Prep Time 15 minutes
Cook Time 40 minutes
0 minutes
Total Time 55 minutes
Servings: 4 portions
Course: Dinner, Lunch, Main Course
Cuisine: American
Calories: 350

Ingredients
  

  • 4 large bell peppers any color, firm with flat bottom, halved lengthwise and seeded
  • 1 lb lean ground turkey or ground chicken
  • 1 cup cooked quinoa fully cooked before adding to filling
  • 1/2 cup black beans rinsed and drained
  • 1/2 cup corn frozen or canned, drained
  • 1/2 cup diced onion
  • 2 garlic cloves minced
  • 15 oz tomato sauce no salt added
  • 1 tbsp chili powder
  • 1 tsp cumin
  • 1/2 tsp smoked paprika
  • 1/2 tsp oregano
  • salt and pepper to taste
  • 1/2 cup shredded cheese optional, mozzarella or cheddar, added last 5 to 10 minutes only
  • fresh cilantro or parsley optional, for garnish

Equipment

  • Large skillet
  • Baking dish
  • Aluminum foil
  • Wooden spoon

Method
 

  1. Preheat oven to 375 degrees F. Cut bell peppers in half lengthwise and remove seeds and membranes. Place cut-side up in a baking dish in a single layer.
  2. Heat a large skillet over medium heat. Add diced onion and cook for 3 to 4 minutes until softened and translucent. Add minced garlic and cook for 1 minute more, stirring constantly.
  3. Add ground turkey to the skillet. Break apart with a spoon and cook for 5 to 7 minutes until fully browned with no pink remaining. Drain any excess fat.
  4. Stir in cooked quinoa, black beans, corn, tomato sauce, chili powder, cumin, smoked paprika, oregano, salt, and pepper. Mix until fully combined and cook together for 2 minutes. Taste and adjust seasoning.
  5. Spoon filling into each bell pepper half pressing down gently to pack it in. Filling should sit slightly mounded above the rim. Cover tightly with foil and bake for 25 to 30 minutes until peppers are tender when pierced with a fork.
  6. Remove foil. If using cheese, sprinkle over each pepper and bake uncovered for 5 to 10 minutes until cheese is melted and lightly golden. Cool a few minutes before serving.

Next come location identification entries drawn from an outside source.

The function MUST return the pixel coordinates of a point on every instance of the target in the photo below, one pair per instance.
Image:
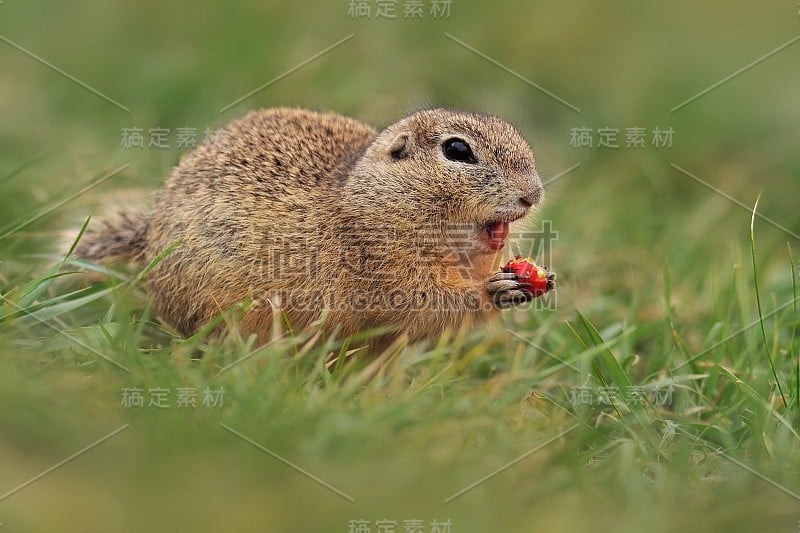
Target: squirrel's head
(439, 166)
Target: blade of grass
(608, 364)
(792, 347)
(758, 300)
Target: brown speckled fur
(310, 211)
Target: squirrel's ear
(401, 146)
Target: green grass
(662, 282)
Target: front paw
(505, 290)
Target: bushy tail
(120, 238)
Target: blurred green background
(656, 260)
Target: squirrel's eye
(458, 150)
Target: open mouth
(495, 232)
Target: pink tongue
(498, 231)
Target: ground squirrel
(309, 212)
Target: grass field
(533, 426)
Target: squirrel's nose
(532, 191)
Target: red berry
(531, 278)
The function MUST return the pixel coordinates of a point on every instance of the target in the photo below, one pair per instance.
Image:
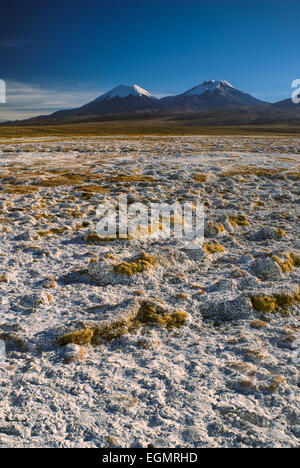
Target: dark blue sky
(56, 54)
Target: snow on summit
(123, 91)
(209, 86)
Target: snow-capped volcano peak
(123, 91)
(211, 86)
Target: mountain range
(212, 102)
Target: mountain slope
(212, 94)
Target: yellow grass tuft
(141, 264)
(238, 220)
(265, 304)
(211, 248)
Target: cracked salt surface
(226, 377)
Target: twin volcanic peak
(134, 100)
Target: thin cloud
(12, 43)
(27, 100)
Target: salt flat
(192, 348)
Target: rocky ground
(127, 343)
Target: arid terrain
(126, 343)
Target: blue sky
(61, 54)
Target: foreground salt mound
(106, 270)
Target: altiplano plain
(126, 343)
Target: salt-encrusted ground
(228, 377)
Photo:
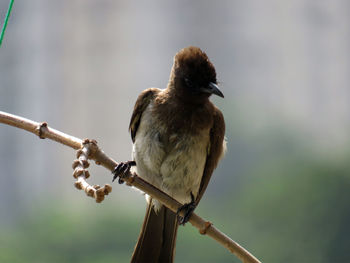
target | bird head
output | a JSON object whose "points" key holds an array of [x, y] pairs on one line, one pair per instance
{"points": [[193, 74]]}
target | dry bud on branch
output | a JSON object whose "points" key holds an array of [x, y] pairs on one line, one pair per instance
{"points": [[88, 149], [81, 174]]}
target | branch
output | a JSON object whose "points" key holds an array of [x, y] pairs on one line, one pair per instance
{"points": [[88, 149]]}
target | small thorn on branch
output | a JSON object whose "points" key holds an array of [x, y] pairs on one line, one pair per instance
{"points": [[81, 173], [42, 127]]}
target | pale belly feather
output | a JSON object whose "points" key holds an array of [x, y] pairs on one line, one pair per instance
{"points": [[175, 164]]}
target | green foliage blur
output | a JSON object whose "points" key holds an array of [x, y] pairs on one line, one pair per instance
{"points": [[288, 207]]}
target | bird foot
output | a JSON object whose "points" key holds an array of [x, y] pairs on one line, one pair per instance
{"points": [[121, 170], [188, 208]]}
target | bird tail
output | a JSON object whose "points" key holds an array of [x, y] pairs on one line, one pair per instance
{"points": [[157, 239]]}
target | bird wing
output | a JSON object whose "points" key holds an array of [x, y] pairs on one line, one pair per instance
{"points": [[216, 151], [141, 104]]}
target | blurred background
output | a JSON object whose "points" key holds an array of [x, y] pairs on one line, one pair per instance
{"points": [[282, 190]]}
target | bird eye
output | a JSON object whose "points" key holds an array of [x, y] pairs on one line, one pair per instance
{"points": [[189, 83]]}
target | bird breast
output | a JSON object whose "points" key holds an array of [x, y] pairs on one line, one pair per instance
{"points": [[170, 160]]}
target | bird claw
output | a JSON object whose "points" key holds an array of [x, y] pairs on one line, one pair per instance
{"points": [[188, 208], [121, 170]]}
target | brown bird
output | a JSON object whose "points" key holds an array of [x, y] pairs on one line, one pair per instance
{"points": [[178, 140]]}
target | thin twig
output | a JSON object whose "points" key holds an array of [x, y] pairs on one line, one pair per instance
{"points": [[93, 152]]}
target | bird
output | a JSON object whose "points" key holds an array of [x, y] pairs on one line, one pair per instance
{"points": [[178, 138]]}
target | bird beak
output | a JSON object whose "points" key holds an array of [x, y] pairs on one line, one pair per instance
{"points": [[212, 89]]}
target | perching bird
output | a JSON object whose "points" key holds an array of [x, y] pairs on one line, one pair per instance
{"points": [[178, 140]]}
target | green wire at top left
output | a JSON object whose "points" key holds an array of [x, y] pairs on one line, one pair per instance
{"points": [[5, 22]]}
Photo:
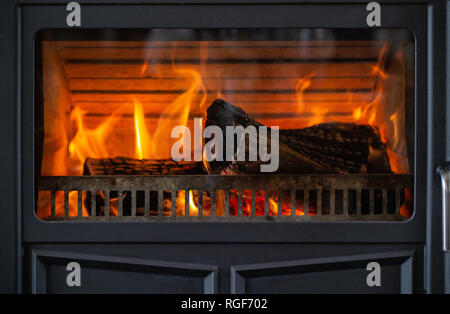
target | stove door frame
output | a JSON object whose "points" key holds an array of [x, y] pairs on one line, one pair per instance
{"points": [[413, 17]]}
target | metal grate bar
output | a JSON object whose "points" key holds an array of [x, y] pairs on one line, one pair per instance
{"points": [[174, 203], [160, 202], [200, 203], [358, 202], [276, 187], [319, 205], [107, 195], [240, 201], [371, 202], [280, 203], [384, 202], [93, 203], [80, 203], [397, 201], [333, 202], [66, 204], [133, 203], [253, 204], [120, 203], [52, 203], [306, 202], [147, 203]]}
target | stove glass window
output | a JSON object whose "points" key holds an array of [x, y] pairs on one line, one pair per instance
{"points": [[232, 124]]}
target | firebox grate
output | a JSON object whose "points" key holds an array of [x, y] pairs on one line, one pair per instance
{"points": [[373, 197]]}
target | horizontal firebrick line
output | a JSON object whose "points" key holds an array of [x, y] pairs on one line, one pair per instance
{"points": [[253, 101], [256, 47], [260, 91], [156, 78], [278, 115], [217, 61]]}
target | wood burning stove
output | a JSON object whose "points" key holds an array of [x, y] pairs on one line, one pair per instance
{"points": [[119, 172], [340, 98]]}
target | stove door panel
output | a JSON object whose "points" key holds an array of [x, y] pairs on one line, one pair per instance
{"points": [[337, 274], [62, 272], [225, 268]]}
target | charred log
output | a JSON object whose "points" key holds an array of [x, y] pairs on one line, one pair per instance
{"points": [[323, 148], [129, 166]]}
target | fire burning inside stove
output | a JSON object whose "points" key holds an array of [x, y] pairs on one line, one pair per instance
{"points": [[342, 107]]}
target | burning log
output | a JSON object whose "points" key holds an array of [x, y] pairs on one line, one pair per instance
{"points": [[322, 148], [129, 166]]}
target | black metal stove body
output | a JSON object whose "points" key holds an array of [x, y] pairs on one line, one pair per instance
{"points": [[221, 256]]}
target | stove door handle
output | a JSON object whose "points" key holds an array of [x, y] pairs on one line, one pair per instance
{"points": [[444, 171]]}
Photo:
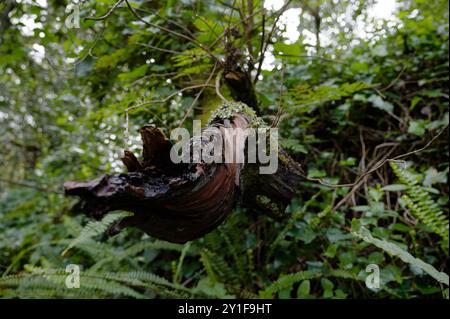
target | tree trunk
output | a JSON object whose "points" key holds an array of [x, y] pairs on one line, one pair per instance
{"points": [[181, 202]]}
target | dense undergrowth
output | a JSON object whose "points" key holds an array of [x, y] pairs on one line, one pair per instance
{"points": [[353, 108]]}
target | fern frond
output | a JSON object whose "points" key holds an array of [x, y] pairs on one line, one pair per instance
{"points": [[95, 228], [287, 281], [421, 205], [361, 232]]}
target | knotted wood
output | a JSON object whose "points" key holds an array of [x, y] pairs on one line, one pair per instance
{"points": [[181, 202]]}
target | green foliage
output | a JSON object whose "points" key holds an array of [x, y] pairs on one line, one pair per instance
{"points": [[95, 228], [363, 233], [421, 204], [343, 106]]}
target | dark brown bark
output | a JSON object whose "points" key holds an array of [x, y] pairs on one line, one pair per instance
{"points": [[181, 202]]}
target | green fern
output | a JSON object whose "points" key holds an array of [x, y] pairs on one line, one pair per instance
{"points": [[305, 95], [421, 205], [287, 281], [361, 232], [95, 228]]}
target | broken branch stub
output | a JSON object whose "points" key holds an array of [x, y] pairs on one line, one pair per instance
{"points": [[181, 202]]}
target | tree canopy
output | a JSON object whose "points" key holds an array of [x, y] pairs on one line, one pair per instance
{"points": [[358, 90]]}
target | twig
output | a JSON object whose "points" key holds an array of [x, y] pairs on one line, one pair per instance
{"points": [[180, 35], [162, 49], [280, 105], [319, 57], [197, 97], [395, 80], [127, 110], [266, 43], [378, 165], [219, 75], [27, 185], [107, 14]]}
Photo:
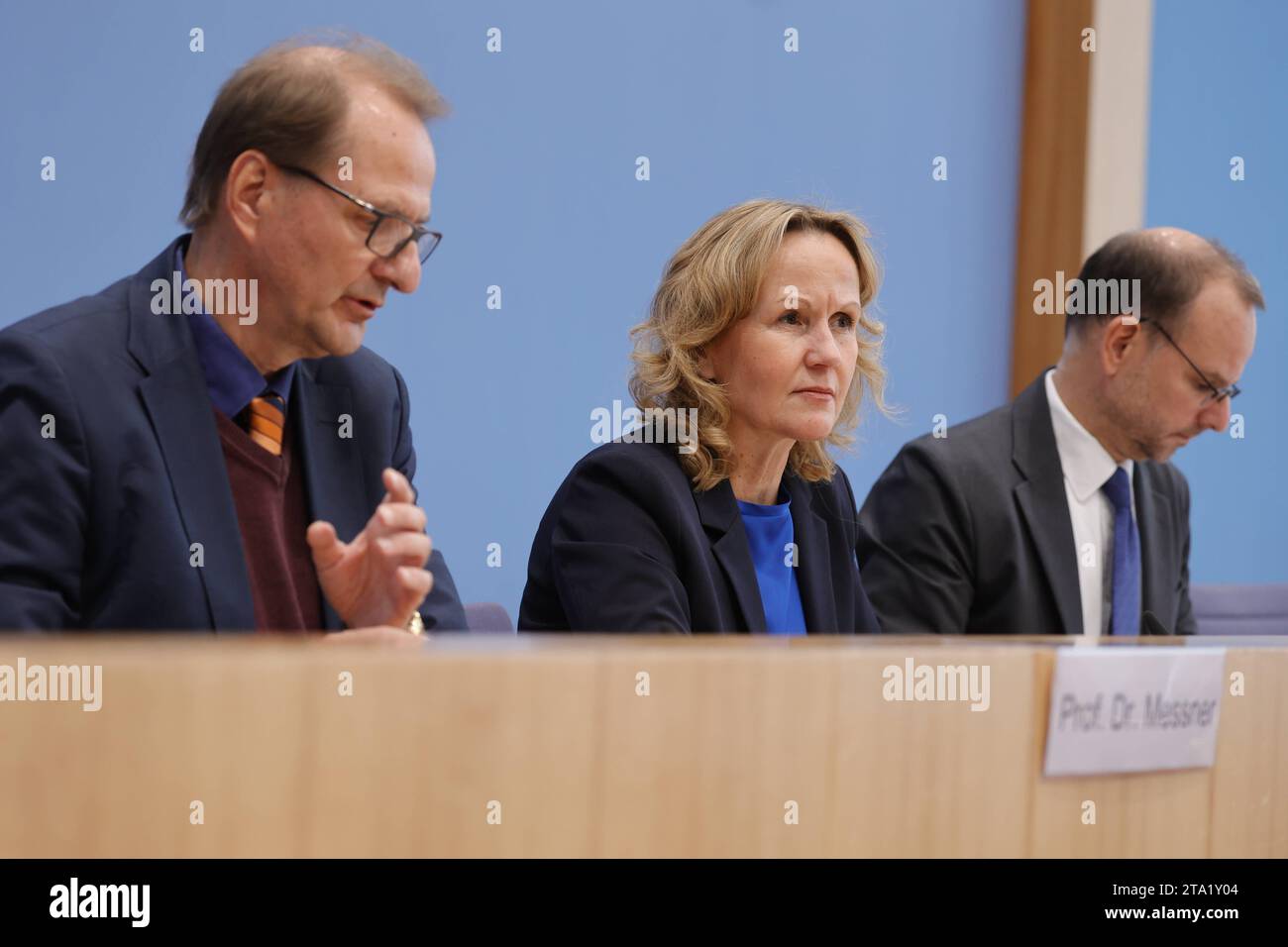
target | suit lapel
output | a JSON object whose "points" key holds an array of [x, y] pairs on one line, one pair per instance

Garnish with fresh cilantro or parsley if desired.

Notes

Use pre-cooked quinoa only. Red or orange bell peppers are sweetest when baked. Use no-salt-added tomato sauce for better seasoning control. Can stuff peppers up to 2 days ahead without baking and refrigerate covered. Store leftovers in fridge for up to 4 days or freeze for up to 3 months.